The proposed free trade agreement with Australia is a warning of what could be on its way if the new secretary of state, Anne-Marie Trevelyan, does not reset the department’s priorities. It is a great deal for Australia, but lousy for the UK. Farmers, the countryside and consumers will be worse off; and it is a blow to the UK’s climate leadership.

Liz Truss accused her critics of wanting “the status quo rather than a dynamic future”. But, as Angela Francis of WWF has argued, to reject high standards, particularly in agriculture, is to cling to twentieth century methods of production at a time when both markets and necessity favour more sustainable farming. It is not the critics of the Australia deal who are living in the past.   

More positively, the DIT under Liz Truss stepped up engagement with civil society. But there is a long way to go: five years after the Brexit referendum we still do not have a clear UK trade strategy and there is too little engagement on negotiation priorities.

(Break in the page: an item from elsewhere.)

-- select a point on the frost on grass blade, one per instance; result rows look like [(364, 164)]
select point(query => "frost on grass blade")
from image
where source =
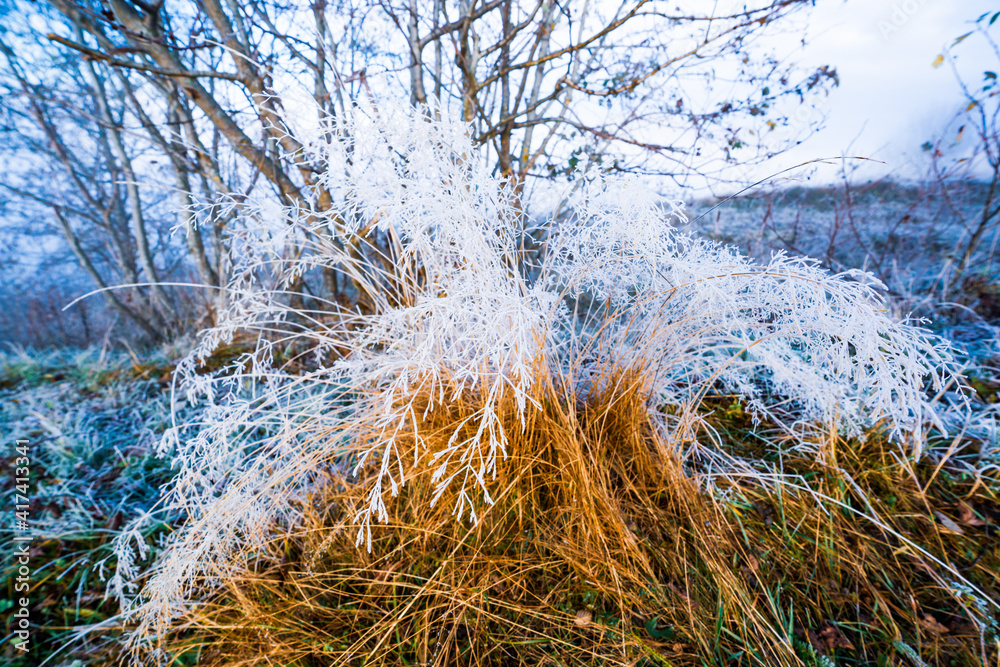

We need a new framework for UK trade, as advocated by a broad range of organisations, including Greener UK.

Anne-Marie Trevelyan was previously minister for energy, clean growth and climate change at BEIS, as well as the COP26 champion for adaptation and resilience. She has visited communities across the world who are vulnerable to the impacts of climate change, so she will understand the need to green the UK’s trade agenda

Foreign affairs
In 30 working days the UK will host the biggest diplomatic event in our history, a showcase for ‘global Britain’. Yet Dominic Raab never seemed too concerned about COP26 and by acquiescing in the shortsighted cut to overseas aid, he seriously undermined the UK’s climate diplomacy.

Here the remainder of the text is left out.